SCIP Database on Hazardous Chemicals in Products Published by ECHA
4 October 2021
ECHA has published the data on substances of very high concern (SVHC) in products – the SCIP database – which comes from over four million SCIP notifications submitted by around 6,000 European companies supplying articles containing Candidate List SVHCs on the EU market.
As highlighted in ECHA’s press release, the most commonly notified product categories are machinery, measuring instruments, electronic equipment, vehicles and the respective parts, rubber products and furniture. The most common SVHCs in notifications are:
- lead (e.g. in ball bearings, batteries)
- lead monoxide (e.g. in lamps, vehicle parts)
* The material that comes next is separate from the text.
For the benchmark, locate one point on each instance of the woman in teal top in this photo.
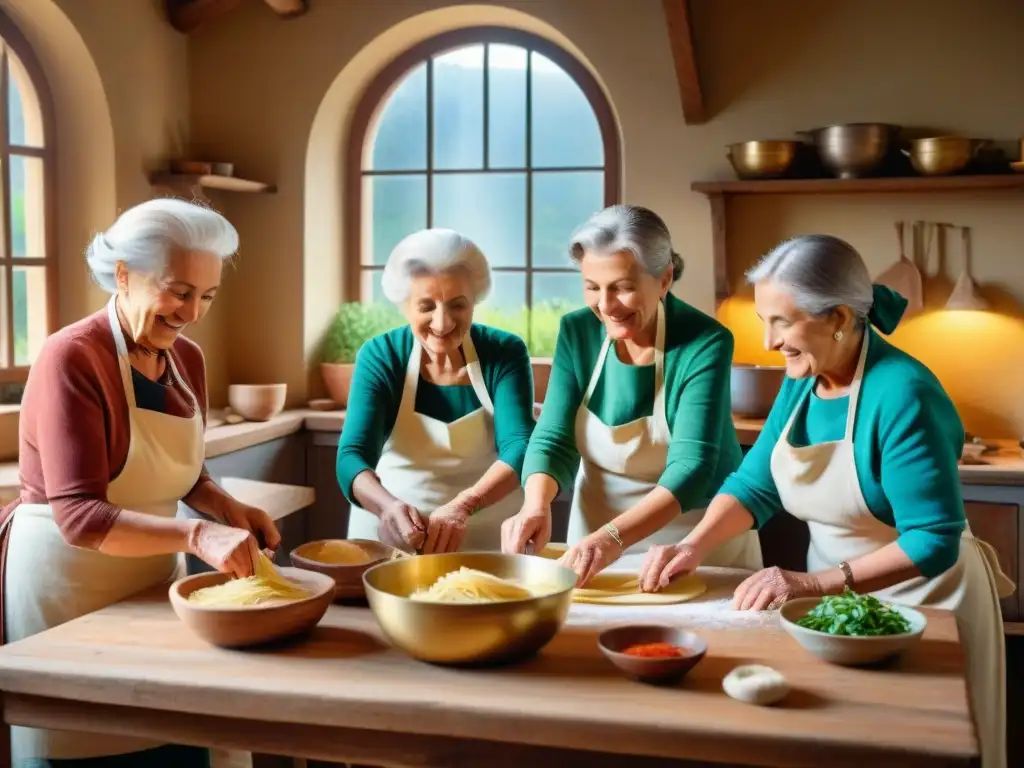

- lead titanium trioxide (e.g. in electric cookers)
- silicid acid, lead salt (e.g. in lead crystalware, vehicle coatings) and
- “Dechlorane PlusTM” (e.g. in paints, glues)
The SCIP database is searchable by product category, product name or brand, type of material or the chemical name. ECHA’s video tutorial explains its functionalities.
It is expected that this public database, which will be updated as more notifications come in, will support consumers in making safer and more informed choices, as well as waste operators in their re-use and recycling activities.
Virginijus Sinkevičius, EU Commissioner for Environment, Oceans and Fisheries, shared his thoughts on the database: “The launch of the database is a true milestone in bringing transparency about chemicals of concern in products. This wealth of information will be of great value to all, especially consumers, waste operators, and policy-makers. It will enhance the delivery of safe and clean products and secondary materials, fully in line with the priorities on re-use and recycling defined in the EU waste legislation.”
Titanium Dioxide: New Classification & Labelling Requirements as of 1 October 2021
New classification and labelling requirements for Titanium Dioxide (TiO2) enter into force in October:
- Classification as carcinogen if inhaled (Carc. 2, H351 (inhalation) when supplied on its own or in mixtures, where the substance or mixture contains 1 % or more of TiO2 particles with an aerodynamic diameter ≤10 μm.
- Supplemental label element ‘Hazardous respirable dust may be formed when used. Do not breathe dust’ (EUH212) is required for solid mixtures containing at least 1 % of TiO2, regardless of their form or particle size.
- Liquid mixtures containing at least 1% of TiO2 particles with an aerodynamic diameter ≤10 μm need to be labelled with the supplemental label element ‘Hazardous respirable droplets may be formed when sprayed. Do not breathe spray or mist’ (EUH211). They do not require Carc. 2 classification.
A new Guide on the classification and labelling of titanium dioxide has been prepared by ECHA, in cooperation with the national authorities (German’s BAuA and HelpNet), to help companies comply with the requirements.